We create a novel approach based on grouping, scoring, and modeling to accurately predict the antimicrobial peptides. To determine key properties involved in the prediction of antimicrobial peptides, we used different types of feature groups. Each group has its own feature set. The group including physico-chemical features is identified as the best group in terms of predicting AMP activity. We observed that estimating antimicrobial peptides using only physico-chemical properties generated the best score. It has been demonstrated that physico-chemical properties play a significant impact in peptide prediction, and should be taken into account while developing novel models.

It is crucial to compare our novel approach with benchmark datasets in this area. Our findings demonstrate how effective and discriminating the AMP-GSM model is. In-depth evaluations of AMP-GSM against other traditional feature selection techniques for AMP prediction place it among one of the best predictors.

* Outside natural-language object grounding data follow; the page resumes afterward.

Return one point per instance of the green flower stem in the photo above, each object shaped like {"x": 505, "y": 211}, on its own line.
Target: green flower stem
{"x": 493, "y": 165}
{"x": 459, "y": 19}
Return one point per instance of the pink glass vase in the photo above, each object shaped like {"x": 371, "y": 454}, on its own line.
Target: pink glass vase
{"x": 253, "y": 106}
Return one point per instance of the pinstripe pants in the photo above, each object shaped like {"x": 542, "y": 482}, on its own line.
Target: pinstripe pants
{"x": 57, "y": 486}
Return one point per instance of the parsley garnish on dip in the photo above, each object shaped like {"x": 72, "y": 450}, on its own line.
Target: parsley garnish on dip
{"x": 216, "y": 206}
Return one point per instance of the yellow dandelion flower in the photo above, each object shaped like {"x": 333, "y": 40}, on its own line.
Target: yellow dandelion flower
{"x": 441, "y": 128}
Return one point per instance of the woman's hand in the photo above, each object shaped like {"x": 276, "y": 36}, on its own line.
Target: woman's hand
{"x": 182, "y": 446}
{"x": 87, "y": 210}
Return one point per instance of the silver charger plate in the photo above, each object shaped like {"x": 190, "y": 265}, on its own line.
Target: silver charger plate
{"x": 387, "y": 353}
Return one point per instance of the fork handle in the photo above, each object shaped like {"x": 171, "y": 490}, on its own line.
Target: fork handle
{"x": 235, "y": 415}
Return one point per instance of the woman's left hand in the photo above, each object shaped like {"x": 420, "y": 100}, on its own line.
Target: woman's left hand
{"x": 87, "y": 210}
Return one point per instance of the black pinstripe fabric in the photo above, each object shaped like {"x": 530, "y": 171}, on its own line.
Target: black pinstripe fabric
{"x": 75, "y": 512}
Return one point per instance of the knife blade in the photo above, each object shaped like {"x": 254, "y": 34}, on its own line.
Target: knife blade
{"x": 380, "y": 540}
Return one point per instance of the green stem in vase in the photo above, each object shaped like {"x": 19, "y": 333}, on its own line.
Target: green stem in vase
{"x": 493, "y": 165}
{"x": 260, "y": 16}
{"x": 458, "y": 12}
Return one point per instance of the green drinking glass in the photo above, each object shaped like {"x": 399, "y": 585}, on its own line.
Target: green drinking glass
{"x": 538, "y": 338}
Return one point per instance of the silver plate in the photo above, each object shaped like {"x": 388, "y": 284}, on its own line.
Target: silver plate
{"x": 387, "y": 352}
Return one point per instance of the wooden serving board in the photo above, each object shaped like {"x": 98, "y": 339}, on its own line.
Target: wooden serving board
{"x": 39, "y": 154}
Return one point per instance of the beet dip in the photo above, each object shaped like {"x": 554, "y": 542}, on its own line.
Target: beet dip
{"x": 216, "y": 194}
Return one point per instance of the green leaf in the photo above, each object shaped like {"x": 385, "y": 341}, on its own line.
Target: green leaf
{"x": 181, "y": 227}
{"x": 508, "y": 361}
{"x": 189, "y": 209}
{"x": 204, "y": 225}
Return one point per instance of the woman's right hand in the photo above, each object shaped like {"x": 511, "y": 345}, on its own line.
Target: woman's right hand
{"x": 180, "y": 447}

To sum up, AMPs are thought to be the most promising antibiotic substitutes. Consequently, precise antimicrobial peptide prediction aids in the development of cheaper, more efficient peptides. Additionally, they gained popularity in this industry since computational prediction approaches minimize losses during production phases. This study’s grouping methodology will be beneficial to precise prediction and the design of antimicrobial peptides that are extremely efficient against particular bacterial infections. Although the categorization method we have created here is only applicable to antimicrobial and anti-inflammatory peptides, it could be used in future research to predict antifungal, antiviral, antiprotozoal, and anticancer drugs. Additionally, it is possible to expand our current work by adding more groups for future studies.